# 06: NGrams - Basic Natural Language Processing

In *Natural Language Processing*, one goal is to determine the sentiment or meaning of text. One technique that helps do this is to locate the most frequently-occurring, N-word phrases, or *NGrams*. Longer NGrams can convey more meaning, but they occur less frequently so few of them stand out as important. Shorter NGrams have better statistics, but each one conveys less meaning. In most cases, `N = 3-5` appears to provide the best balance.

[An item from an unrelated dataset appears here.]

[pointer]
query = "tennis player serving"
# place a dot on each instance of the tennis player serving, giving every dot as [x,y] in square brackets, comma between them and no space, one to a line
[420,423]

This exercise finds all NGrams matching a user-specified pattern. The default is the 4-word phrases the form `% love % %`, where the `%` are wild cards and the spaces ` ` will be treated as matches for any whitespace (but not crossing line boundaries). In other words, all 4-grams are found with `love` as the second word. The `%` are conveniences; the user can also specify an NGram Phrase that is a regular expression or a mixture, e.g., `% (hat|lov)ed? % %` finds all the phrases with `love`, `loved`, `hate`, or `hated` as the second word. 

> **Note:** All text is converted to lower case (but see the comment where you could change that). The ngrams matching string is not converted, so use lower case words!

See the corresponding Spark job [NGrams6.scala](https://github.com/deanwampler/spark-scala-tutorial/blob/master/src/main/scala/sparktutorial/NGrams6.scala).

In [1]:
val in = "../data/shakespeare/all-shakespeare.txt"  // The plays of Shakespeare!
val count = 100               // Upper limit on how many ngrams to return

in = ../data/shakespeare/all-shakespeare.txt
count = 100


100

In [2]:
val ngramsStr = "% love % %"    // Edit to define what ngrams you want to see.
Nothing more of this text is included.